The steel steam tanker Desabla was launched form the Hebburn yard of Hawthorn Leslie on 16th September 1913 for her owners, the Bank Line of Glasgow. She measured 420.3′ x 54.6′ x 32.4′ and her tonnage was 6047 gross tons, 3788 net tons. She was powered by a triple expansion steam engine by Hawthorn Leslie delivering 536 net horse power. After her launch her fit out and testing was completed by November 1913 and she entered service for her owners. In the few months before t he outbreak of World War One she was based on the west coast of America steaming back and forward between Chile, California and Vancouver and had one voyage through the Panama Canal to Rio de Janeiro. With the increasing ferocity of the war she was requisitioned by the Admiralty as Oiler No 63 to bring much needed supplies to support the British war effort.

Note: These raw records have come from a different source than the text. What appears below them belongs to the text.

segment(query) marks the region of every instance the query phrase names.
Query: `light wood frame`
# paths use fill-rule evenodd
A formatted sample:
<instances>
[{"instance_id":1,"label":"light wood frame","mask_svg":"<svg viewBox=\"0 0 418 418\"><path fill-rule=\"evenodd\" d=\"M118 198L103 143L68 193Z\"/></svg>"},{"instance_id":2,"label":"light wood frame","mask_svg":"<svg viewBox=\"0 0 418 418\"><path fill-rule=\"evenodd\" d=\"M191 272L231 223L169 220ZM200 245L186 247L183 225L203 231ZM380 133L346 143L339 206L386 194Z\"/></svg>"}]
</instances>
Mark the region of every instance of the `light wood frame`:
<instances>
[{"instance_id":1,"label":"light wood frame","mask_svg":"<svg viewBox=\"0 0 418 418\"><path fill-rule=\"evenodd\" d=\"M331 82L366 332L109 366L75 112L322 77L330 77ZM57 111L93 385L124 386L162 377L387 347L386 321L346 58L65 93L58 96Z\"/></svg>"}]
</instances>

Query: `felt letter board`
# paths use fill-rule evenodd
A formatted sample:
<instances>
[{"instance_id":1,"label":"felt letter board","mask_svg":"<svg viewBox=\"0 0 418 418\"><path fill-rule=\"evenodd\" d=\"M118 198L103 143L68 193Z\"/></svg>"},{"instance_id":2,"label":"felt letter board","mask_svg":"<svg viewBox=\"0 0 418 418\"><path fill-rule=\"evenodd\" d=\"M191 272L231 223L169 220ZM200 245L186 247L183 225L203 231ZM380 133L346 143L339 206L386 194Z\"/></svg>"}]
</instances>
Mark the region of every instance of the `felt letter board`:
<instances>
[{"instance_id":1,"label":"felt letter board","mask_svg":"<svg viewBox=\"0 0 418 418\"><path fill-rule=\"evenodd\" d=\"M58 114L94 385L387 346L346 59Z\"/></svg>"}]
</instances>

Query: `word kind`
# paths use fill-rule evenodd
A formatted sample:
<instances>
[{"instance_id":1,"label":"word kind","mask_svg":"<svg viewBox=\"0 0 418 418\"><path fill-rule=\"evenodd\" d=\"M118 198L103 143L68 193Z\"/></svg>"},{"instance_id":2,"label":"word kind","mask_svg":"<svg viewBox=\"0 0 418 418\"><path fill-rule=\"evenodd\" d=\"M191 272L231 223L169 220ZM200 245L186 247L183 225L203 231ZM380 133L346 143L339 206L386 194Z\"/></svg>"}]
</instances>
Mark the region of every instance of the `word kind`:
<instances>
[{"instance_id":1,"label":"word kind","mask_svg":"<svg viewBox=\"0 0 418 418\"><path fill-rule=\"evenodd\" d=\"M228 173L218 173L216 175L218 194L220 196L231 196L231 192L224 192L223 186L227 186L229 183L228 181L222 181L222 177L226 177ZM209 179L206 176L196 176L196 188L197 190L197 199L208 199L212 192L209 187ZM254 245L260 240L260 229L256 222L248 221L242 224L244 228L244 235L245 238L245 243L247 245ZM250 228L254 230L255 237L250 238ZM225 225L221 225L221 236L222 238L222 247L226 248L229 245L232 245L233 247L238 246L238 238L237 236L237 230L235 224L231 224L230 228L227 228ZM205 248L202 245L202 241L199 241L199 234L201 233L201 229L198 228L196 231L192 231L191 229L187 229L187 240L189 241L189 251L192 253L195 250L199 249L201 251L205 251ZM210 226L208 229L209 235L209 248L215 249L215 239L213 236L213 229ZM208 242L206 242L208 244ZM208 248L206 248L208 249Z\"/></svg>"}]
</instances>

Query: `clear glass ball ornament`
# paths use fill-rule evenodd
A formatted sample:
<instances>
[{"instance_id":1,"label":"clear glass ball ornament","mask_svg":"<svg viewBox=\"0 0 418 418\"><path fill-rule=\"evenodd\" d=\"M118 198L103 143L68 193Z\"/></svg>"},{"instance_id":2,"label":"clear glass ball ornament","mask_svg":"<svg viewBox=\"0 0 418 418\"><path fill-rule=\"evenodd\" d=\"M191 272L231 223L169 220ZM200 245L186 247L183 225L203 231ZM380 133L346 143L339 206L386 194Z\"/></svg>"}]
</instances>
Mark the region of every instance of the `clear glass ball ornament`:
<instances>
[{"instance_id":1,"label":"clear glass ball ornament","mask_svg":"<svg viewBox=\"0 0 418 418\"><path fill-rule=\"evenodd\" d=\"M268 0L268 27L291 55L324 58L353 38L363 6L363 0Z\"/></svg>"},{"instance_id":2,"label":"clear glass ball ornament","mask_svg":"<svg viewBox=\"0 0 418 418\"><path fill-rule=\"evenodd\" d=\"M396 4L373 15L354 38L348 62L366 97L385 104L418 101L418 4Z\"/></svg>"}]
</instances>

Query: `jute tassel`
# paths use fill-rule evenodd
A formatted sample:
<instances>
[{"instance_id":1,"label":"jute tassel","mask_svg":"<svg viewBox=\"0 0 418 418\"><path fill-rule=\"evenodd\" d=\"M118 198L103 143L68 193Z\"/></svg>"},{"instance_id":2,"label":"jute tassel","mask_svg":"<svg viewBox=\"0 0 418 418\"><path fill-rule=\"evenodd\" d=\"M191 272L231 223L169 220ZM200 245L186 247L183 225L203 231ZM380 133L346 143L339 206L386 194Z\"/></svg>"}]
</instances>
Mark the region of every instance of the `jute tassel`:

It was in this capacity that, in late May 1914, she was loaded with a cargo of linseed oil and other goods in Port Arthur Texas bound for Hull. Her captain, Fred Cowley, had a crew of thirty five men, predominantly from Hong Kong, with a few British men in the senior positions aboard. The Transatlantic voyage passed without incident and by 13th June she had passed through the Pentland Firth and turned south down the Scottish east coast. At 7:20am that morning the crew spotted a German U-boat approaching to their rear. The captain tried to take avoiding action steaming at full speed and zig-zagging as best he could be it was to no avail. The faster and more manoeuvrable submarine soon gained on them and began to shell the tanker from it’s bow mounted gun. The U-boat was U-17 commanded by Kapitanleutnant Hans Walther. Earlier that day he had sunk the sailing vessel Cocos off Tod Head. Desabla was to become his second victim of the day.
The wreck of the Desabla lies in position 56 39.220 N, 001 25.634 W oriented 140/320 degrees. She sits in 61 metres with a least clearance of 49 metres. The wreck is well broken at front and rear but still sits high above the seabed.